2014年经济学人 小型食品店 美味的熟食(在线收听

Boutique food shops

Deli-licious

As supermarkets flounder, small food and drink retailers are booming

Chi-chi cheese

INVESTORS in Tesco, Britain's largest supermarket chain, could be forgiven for weeping into their Christmas pud this month. On December 9th the retailer issued its fourth profit warning in five months, cutting its full-year trading forecast by almost a third. Shares plunged (again), topping off a dreadful year for the former darling of the City. Tesco's only solace is that it is only doing marginally worse now than its direct competitors, such as Sainsbury's and Morrison's.

There is no need for solace at the Keelham Farm Shop, on the outskirts ofBradford, however. Here it is mulled wine and treats all round, as Victoria Robertshaw, the co-owner, celebrates another fine year and big plans for the future. Founded in the early 1970s, Keelham was one of the country's first modern farm shops, selling meat, vegetables and much else, but only from the family farm or from other local producers. Its growth has been spectacular.

In 2006, Keelham had a turnover of £2m, already large for a farm shop. Today that figure is over £11m, and achieved in one of the less prosperous parts of the country. Such is the demand that Ms Robertshaw is investing £4m next year in opening a much larger Keelham's in Skipton, a nearby town. Her new outlet will also boast a cooking school and a café. Much of what it will sell, such as sausages, will be made on site.

The expansion of Keelham's reflects the robust health of the country's boutique food-and-drink business. There are about 4,000 such businesses today, and more are opening all the time. The National Farmers' Retail and Markets Association, which represents about 300 farm shops, says that many members have reported a 5-10% increase in turnover this year.

Some analysts expected the burgeoning sector of small food-and-drink companies to be decimated by the financial crash of 2008. Surely tasty treats from the local deli would be the first casualties as household budgets were slashed. In fact, the reverse has happened. The sector has not only survived, but prospered, partly due to the change in shopping habits provoked by that same recession.

After 2008 many consumers started shopping at cheaper supermarkets, such as Aldi and Lidl. Customers also started buying in bulk online. However, in contrast to previous downturns, says Hugh Padfield, a director of the Bath Soft Cheese Company, this time people continue to buy basic products at the cheapest price, and spend the money they save on products that are better quality, like his own renowned Bath Blue cheese.
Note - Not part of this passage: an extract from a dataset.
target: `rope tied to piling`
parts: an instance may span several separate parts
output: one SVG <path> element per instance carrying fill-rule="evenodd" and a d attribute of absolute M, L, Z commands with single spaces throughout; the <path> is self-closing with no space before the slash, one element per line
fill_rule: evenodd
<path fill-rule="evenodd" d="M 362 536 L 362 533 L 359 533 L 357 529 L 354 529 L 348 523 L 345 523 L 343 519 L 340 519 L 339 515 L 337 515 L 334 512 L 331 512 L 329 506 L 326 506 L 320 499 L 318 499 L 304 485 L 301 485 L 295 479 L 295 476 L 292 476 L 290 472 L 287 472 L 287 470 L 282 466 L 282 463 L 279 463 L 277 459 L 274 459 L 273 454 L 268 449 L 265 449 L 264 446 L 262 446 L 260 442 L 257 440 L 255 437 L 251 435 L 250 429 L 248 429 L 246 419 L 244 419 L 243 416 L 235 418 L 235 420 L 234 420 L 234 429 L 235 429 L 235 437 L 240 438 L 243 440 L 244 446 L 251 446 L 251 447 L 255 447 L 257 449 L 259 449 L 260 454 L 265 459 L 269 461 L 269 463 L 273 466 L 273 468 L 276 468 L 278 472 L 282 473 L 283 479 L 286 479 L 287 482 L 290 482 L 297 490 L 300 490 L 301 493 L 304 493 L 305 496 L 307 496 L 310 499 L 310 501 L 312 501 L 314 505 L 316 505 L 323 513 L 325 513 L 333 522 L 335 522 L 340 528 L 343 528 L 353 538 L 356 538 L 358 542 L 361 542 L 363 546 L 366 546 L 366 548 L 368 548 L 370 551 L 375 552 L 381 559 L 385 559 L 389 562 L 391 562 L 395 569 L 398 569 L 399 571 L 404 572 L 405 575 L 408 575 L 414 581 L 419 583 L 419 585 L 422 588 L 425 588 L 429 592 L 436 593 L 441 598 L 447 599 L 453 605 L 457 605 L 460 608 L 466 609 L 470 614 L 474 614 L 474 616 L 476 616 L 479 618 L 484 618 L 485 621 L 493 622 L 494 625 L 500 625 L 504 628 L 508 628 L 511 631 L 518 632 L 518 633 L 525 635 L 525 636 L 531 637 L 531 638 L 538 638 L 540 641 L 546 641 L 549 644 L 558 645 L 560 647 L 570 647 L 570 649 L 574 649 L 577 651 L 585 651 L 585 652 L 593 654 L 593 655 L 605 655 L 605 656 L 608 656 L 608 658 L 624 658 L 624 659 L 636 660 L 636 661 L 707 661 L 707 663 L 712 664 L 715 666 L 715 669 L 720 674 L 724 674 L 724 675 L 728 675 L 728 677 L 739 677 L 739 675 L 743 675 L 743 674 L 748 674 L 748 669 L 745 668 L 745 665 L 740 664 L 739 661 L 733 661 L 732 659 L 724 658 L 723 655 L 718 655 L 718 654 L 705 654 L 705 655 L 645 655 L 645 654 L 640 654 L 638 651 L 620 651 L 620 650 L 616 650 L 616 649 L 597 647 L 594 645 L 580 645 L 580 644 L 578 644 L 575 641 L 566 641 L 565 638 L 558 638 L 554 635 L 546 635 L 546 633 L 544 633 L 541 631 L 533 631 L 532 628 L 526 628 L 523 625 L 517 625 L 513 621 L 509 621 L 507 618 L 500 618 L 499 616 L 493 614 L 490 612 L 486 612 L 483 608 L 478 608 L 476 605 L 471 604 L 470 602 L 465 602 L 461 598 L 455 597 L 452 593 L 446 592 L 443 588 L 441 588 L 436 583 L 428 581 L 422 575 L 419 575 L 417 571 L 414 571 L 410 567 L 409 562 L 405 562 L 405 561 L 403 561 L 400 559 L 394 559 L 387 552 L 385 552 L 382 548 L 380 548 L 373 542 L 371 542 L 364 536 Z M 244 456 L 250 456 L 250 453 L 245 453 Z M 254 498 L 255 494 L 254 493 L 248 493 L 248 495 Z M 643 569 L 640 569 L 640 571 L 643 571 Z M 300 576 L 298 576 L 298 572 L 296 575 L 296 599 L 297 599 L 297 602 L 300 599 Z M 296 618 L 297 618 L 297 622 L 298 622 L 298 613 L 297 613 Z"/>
This sort of “promiscuous shopping”, as the analysts call it, is replacing the traditional once-a-week trip to an out-of-town Tesco or Sainsbury's. Those retailers are therefore being squeezed by Aldi and Lidl undercutting them and the farm shops taking business away at the top end, albeit still on a modest scale. Small producers like Mr Padfield are doing very nicely; he has tripled his turnover in just five years, to £750,000, and will struggle to meet all his orders for Christmas. Ms Robertshaw says her prices are not more expensive than those of the supermarkets, putting her produce within range of most shoppers.

Another essential ingredient in the success of the small producers is the increasing demand for locally sourced food. After various scandals inBritain's food production, from “mad-cow disease” to the discovery of horse meat in some products, consumers are much more concerned to know where their food comes from, and how it was produced.

Farm shops and delis thus stress the local content of their food in a way that supermarkets, with their central distributions systems, usually cannot. “Provenance is really important now,” says Asad Khan, who has recently set up a luxury ice-cream business in London, called Snowflake. The fact that his gelati are all made of the best quality British milk and are prepared in the store is a large part of Snowflake's appeal. Mr Khan has seen his turnover more than double in two years of business. He even sells pricey tubs of ice-cream that customers would previously have bought only from a supermarket.